If nothing else, the last two years has taught affluent investors and financial professionals that change is often unexpected, swift and brutal. But despite taking severe double-digit losses on their portfolios, affluent investors surveyed recently by HSBC still largely have the same portfolio allocations they did at the onset of the financial crisis in 2008.

In February and March, HSBC surveyed 2,044 affluent respondents in 11 major cities around the world. Americans suffered the worst losses, with 56% of those respondents saying the value of their portfolios had decreased. They did worse than the well off in Paris, 55% of whom said they lost money; Toronto (46%), London (45%) and Sydney (37%).

Yet in January 2010, affluent investors around the globe said mutual funds accounted for 25% of their portfolios, individual stocks took 17%, cash products stood at 16%, retirement products edged up to 14% and real estate investments were unchanged, at 10%. Compared with 2008, those standings were largely the same. Mutual funds accounted for 27% of their allocations, individual stocks 20%; cash or money market funds 14%; retirement products 13%; and real estate investments 10%.

“No one had touched their portfolios since the end of 2008,” said Neil Brazil, vice president of public affairs for HSBC. “This is a chance for advisors to speak to their clients, and get them to take an active role in managing their portfolios.”

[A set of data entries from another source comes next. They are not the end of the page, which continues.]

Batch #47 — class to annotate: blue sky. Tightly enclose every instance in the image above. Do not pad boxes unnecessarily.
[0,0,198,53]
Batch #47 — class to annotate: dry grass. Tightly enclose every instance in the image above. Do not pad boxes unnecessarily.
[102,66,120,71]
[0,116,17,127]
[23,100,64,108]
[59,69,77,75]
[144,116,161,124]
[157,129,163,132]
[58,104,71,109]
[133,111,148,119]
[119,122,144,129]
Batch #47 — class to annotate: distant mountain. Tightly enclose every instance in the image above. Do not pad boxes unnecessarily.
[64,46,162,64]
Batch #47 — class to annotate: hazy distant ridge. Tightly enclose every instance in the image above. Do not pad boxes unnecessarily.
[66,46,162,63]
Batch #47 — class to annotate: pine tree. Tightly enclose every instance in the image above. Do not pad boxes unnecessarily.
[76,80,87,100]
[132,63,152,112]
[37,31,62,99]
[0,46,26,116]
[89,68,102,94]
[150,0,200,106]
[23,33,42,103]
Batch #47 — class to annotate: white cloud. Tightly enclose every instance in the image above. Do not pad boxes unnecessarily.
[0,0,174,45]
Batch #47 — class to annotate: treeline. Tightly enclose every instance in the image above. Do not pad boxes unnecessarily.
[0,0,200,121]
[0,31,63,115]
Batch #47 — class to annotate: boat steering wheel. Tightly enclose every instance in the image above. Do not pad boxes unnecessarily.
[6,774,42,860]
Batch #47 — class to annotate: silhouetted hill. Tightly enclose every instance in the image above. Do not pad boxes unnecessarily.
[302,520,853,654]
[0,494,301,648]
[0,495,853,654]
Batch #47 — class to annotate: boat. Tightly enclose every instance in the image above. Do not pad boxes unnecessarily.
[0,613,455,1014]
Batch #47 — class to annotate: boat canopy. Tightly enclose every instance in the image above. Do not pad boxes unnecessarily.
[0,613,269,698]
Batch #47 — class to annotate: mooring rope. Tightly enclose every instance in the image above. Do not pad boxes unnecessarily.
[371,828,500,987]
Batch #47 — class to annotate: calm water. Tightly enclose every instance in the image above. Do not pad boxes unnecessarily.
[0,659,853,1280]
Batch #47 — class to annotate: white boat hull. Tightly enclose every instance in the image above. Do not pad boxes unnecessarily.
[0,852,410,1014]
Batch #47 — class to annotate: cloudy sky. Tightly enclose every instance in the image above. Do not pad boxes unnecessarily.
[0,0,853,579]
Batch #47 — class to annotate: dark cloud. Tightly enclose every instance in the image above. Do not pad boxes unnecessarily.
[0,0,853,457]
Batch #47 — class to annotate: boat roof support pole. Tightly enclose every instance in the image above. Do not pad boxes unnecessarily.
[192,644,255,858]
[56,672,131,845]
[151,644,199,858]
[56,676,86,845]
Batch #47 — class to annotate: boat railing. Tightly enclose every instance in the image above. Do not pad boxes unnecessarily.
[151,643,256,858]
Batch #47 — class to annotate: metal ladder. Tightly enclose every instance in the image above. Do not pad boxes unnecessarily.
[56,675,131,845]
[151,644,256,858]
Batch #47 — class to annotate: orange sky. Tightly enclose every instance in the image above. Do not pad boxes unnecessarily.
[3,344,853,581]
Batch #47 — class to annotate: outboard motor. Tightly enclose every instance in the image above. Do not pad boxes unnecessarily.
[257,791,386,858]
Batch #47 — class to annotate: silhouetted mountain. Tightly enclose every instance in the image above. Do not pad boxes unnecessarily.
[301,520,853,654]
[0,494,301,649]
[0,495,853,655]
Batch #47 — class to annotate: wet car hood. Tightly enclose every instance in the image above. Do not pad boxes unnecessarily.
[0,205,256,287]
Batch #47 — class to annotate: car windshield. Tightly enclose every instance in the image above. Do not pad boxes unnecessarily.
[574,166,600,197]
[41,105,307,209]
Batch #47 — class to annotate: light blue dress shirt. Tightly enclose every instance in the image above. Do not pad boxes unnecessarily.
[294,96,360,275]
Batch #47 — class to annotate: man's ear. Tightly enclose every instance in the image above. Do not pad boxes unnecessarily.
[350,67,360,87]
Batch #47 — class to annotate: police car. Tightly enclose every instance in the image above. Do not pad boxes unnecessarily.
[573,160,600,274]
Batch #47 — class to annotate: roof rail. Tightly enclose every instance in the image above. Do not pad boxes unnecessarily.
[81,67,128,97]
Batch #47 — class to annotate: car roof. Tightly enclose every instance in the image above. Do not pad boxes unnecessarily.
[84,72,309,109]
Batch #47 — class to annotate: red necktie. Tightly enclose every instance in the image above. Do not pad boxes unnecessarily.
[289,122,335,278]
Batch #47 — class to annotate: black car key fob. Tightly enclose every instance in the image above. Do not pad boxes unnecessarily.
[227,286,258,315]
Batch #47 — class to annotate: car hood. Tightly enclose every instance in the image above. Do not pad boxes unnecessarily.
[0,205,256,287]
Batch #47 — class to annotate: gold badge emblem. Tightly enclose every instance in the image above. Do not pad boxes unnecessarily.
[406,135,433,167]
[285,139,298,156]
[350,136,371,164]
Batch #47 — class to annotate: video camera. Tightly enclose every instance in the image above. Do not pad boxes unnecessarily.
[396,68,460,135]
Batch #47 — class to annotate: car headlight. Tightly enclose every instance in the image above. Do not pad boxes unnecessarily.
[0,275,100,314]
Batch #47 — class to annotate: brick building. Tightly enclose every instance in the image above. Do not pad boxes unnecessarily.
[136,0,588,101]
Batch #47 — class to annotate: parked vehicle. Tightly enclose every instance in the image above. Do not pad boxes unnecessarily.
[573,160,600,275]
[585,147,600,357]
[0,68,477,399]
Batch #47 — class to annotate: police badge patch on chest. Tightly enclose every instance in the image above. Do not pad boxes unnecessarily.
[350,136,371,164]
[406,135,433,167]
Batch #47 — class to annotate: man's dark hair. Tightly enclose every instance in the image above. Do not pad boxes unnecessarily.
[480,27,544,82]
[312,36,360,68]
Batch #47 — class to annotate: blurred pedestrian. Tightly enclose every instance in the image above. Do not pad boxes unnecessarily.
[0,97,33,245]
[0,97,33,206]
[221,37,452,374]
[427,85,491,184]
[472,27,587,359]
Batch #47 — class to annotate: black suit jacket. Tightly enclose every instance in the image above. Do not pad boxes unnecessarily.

And while investors are shaking things up, perhaps they could add some creativity to their new holdings, too, especially those in North America. American and Canadian respondents had the heaviest weightings in mutual funds with 32% and 37%, respectively. But affluent investors in other cities had more diversification in their holdings. In Hong Kong, 28% of investors said they had put their money in individual stocks, and 6% said they had money in collectibles like art, fine wine and coins. In Sydney, 26% of affluent respondents said they had their money in real estate; while 19% of Parisian respondents said they bought whole life insurance.

“If Americans look at what others around the world are doing,” Brazil said, “maybe they could take a broader view and look at other asset classes.” 

Interestingly, HSBC’s survey found that only 35% of respondents cited the economy in general as the biggest issue facing the world, following 38% who cited climate change and environmental issues. But since the survey was done, a fiscal crisis has engulfed Greece, menaced the Eurozone, and there are growing fears that it could pose problems for other European economies.

“The world is always changing and I would expect that opinions would also shift accordingly,” Brazil said.